Evaluation results demonstrate that the throughput-optimized algorithm outperforms prior static tree methods, particularly across various request batch sizes. However, the SLO-aware algorithm did not yield as promising results as anticipated. The limitations of this study, particularly the use of smaller, less capable Small Speculative Models (SSM), may have influenced the overall speculative performance. This is mainly due to the assumption that alignment between the SSM and the LLM is crucial for optimal performance.

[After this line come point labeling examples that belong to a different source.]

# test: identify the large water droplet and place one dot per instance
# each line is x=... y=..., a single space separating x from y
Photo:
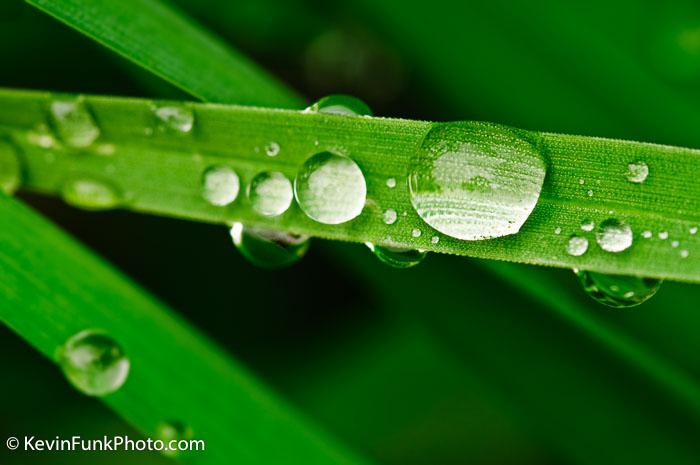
x=169 y=431
x=270 y=193
x=577 y=246
x=74 y=122
x=175 y=118
x=330 y=188
x=10 y=168
x=614 y=236
x=220 y=185
x=269 y=249
x=94 y=363
x=91 y=194
x=637 y=172
x=618 y=291
x=397 y=257
x=475 y=181
x=341 y=104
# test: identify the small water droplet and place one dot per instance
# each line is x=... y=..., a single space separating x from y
x=94 y=363
x=637 y=172
x=10 y=168
x=340 y=104
x=269 y=249
x=272 y=149
x=389 y=216
x=397 y=257
x=270 y=193
x=169 y=431
x=220 y=185
x=577 y=246
x=74 y=122
x=614 y=236
x=175 y=118
x=474 y=181
x=330 y=188
x=587 y=225
x=618 y=291
x=91 y=194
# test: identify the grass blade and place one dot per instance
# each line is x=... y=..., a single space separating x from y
x=153 y=35
x=177 y=374
x=383 y=148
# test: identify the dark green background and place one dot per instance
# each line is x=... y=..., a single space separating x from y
x=447 y=363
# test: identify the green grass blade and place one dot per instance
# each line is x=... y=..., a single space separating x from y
x=161 y=173
x=155 y=36
x=51 y=288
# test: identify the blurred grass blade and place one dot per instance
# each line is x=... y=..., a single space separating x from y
x=138 y=150
x=155 y=36
x=51 y=288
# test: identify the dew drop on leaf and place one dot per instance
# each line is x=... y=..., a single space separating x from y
x=397 y=257
x=270 y=193
x=174 y=118
x=341 y=104
x=74 y=123
x=616 y=290
x=91 y=194
x=614 y=236
x=220 y=185
x=94 y=363
x=577 y=246
x=330 y=188
x=637 y=172
x=474 y=181
x=267 y=248
x=10 y=168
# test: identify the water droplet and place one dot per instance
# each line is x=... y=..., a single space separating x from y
x=618 y=291
x=474 y=181
x=220 y=185
x=390 y=216
x=173 y=431
x=272 y=149
x=577 y=246
x=330 y=188
x=10 y=168
x=614 y=236
x=341 y=104
x=587 y=225
x=91 y=194
x=74 y=122
x=270 y=193
x=94 y=363
x=175 y=118
x=269 y=249
x=637 y=172
x=397 y=257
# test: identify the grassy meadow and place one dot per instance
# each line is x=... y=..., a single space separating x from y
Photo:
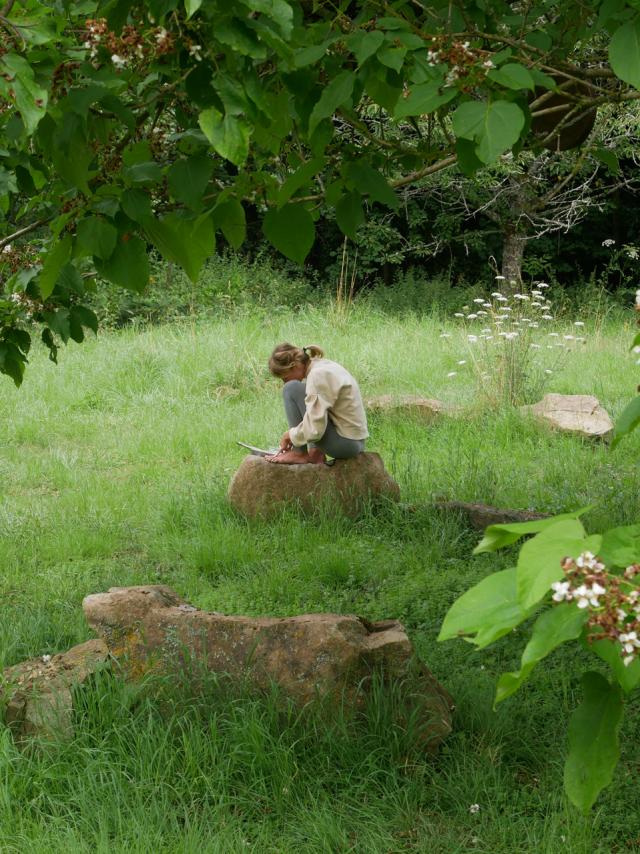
x=114 y=468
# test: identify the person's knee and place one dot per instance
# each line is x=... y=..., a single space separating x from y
x=293 y=389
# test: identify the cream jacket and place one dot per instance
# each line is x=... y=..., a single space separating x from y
x=331 y=393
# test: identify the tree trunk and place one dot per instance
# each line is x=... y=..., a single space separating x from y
x=512 y=253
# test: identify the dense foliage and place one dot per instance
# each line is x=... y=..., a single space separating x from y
x=162 y=123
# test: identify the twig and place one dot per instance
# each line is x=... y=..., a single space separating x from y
x=26 y=230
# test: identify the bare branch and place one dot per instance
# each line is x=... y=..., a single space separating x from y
x=22 y=231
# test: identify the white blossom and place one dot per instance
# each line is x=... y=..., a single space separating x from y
x=562 y=591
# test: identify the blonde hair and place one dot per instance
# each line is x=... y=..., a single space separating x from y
x=287 y=356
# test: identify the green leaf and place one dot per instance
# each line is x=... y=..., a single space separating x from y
x=191 y=7
x=495 y=126
x=370 y=182
x=628 y=677
x=498 y=536
x=609 y=158
x=54 y=261
x=12 y=361
x=228 y=135
x=334 y=95
x=624 y=52
x=349 y=214
x=562 y=623
x=229 y=216
x=186 y=242
x=424 y=98
x=188 y=180
x=382 y=92
x=365 y=44
x=144 y=173
x=489 y=610
x=540 y=558
x=627 y=422
x=300 y=178
x=593 y=741
x=291 y=230
x=621 y=546
x=513 y=76
x=393 y=57
x=136 y=204
x=312 y=54
x=22 y=89
x=277 y=10
x=128 y=266
x=468 y=161
x=96 y=237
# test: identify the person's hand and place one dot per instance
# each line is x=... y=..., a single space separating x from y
x=286 y=443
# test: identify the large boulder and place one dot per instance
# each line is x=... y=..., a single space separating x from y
x=37 y=695
x=424 y=408
x=480 y=516
x=151 y=630
x=261 y=488
x=574 y=413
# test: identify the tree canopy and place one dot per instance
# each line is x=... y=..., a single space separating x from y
x=160 y=124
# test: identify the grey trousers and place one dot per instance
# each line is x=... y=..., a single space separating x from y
x=332 y=443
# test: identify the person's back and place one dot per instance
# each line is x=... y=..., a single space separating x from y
x=340 y=389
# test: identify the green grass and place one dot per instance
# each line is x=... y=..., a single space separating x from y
x=114 y=468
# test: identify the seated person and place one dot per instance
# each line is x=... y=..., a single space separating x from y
x=322 y=404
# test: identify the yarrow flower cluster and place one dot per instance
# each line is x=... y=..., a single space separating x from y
x=504 y=352
x=612 y=601
x=131 y=45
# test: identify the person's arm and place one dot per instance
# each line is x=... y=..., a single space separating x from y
x=321 y=396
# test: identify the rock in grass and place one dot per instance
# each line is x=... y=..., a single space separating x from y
x=480 y=516
x=37 y=695
x=260 y=488
x=424 y=408
x=315 y=656
x=573 y=413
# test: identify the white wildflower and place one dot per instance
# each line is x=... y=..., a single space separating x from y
x=562 y=591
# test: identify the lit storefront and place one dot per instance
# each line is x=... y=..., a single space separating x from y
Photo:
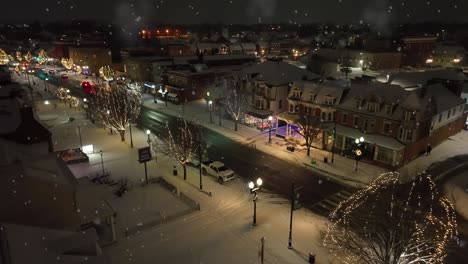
x=258 y=118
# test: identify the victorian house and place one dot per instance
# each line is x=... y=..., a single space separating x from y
x=397 y=124
x=268 y=85
x=312 y=99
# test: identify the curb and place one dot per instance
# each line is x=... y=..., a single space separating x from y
x=332 y=176
x=441 y=177
x=328 y=175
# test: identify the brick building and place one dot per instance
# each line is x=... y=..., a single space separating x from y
x=397 y=124
x=416 y=50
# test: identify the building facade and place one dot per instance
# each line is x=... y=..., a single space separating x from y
x=397 y=124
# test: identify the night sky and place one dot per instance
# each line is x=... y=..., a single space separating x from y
x=237 y=11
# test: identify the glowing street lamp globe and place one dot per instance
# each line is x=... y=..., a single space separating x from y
x=259 y=182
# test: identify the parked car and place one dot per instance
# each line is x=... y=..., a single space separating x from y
x=217 y=169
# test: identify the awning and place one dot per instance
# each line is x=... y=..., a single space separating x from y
x=379 y=140
x=259 y=113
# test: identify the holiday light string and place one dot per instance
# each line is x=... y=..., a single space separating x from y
x=373 y=227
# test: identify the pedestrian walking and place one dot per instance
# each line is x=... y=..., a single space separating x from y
x=428 y=149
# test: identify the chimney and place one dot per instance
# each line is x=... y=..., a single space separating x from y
x=422 y=91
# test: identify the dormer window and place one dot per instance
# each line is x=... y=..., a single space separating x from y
x=358 y=103
x=389 y=109
x=312 y=97
x=329 y=100
x=296 y=94
x=373 y=107
x=409 y=116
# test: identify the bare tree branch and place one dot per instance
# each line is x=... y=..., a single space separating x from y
x=392 y=223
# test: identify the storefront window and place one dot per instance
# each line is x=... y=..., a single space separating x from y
x=385 y=155
x=338 y=141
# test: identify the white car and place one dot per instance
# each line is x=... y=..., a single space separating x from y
x=218 y=170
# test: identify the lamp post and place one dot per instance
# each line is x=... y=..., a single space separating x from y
x=131 y=136
x=334 y=140
x=85 y=106
x=27 y=75
x=358 y=151
x=148 y=133
x=45 y=84
x=294 y=206
x=200 y=157
x=254 y=187
x=108 y=116
x=210 y=107
x=270 y=120
x=208 y=100
x=102 y=163
x=79 y=133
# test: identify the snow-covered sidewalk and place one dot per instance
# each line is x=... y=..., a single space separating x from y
x=342 y=169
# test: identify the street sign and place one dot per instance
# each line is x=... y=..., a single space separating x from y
x=144 y=154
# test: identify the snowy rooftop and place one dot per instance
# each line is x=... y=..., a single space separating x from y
x=413 y=79
x=279 y=73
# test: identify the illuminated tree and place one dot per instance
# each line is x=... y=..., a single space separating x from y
x=309 y=127
x=107 y=73
x=67 y=63
x=116 y=107
x=19 y=56
x=392 y=223
x=28 y=57
x=235 y=101
x=42 y=57
x=180 y=140
x=3 y=57
x=61 y=93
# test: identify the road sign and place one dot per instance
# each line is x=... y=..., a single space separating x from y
x=144 y=154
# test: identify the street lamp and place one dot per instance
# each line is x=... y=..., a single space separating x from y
x=85 y=106
x=358 y=151
x=154 y=93
x=208 y=100
x=45 y=84
x=270 y=119
x=254 y=187
x=210 y=107
x=148 y=133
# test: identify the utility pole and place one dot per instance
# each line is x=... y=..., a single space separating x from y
x=262 y=252
x=79 y=133
x=200 y=157
x=294 y=206
x=334 y=140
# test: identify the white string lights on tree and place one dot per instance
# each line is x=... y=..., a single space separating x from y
x=389 y=222
x=180 y=139
x=107 y=73
x=42 y=57
x=3 y=57
x=235 y=100
x=28 y=57
x=19 y=56
x=116 y=107
x=67 y=63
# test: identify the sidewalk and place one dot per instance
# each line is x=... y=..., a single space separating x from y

Future work should explore the application of these algorithms to larger models with greater computational resources, where we expect more promising outcomes. Additionally, while the SLO-aware algorithm's results were not fully conclusive, this work represents a first attempt to address SLO-awareness within a single system instance. The algorithm currently relies on an initial, exhaustively constructed tree, followed by the selection of a subtree. However, little research has been dedicated to optimizing the construction of this initial tree to better serve as a foundation for subtree selection. Enhancing this aspect is proposed as a direction for future research.
In conclusion, this work advances the field of LLM inference systems by introducing novel speculative decoding methods. These contributions not only improve current inference efficiency but also lay the groundwork for future innovations in LLM serving systems.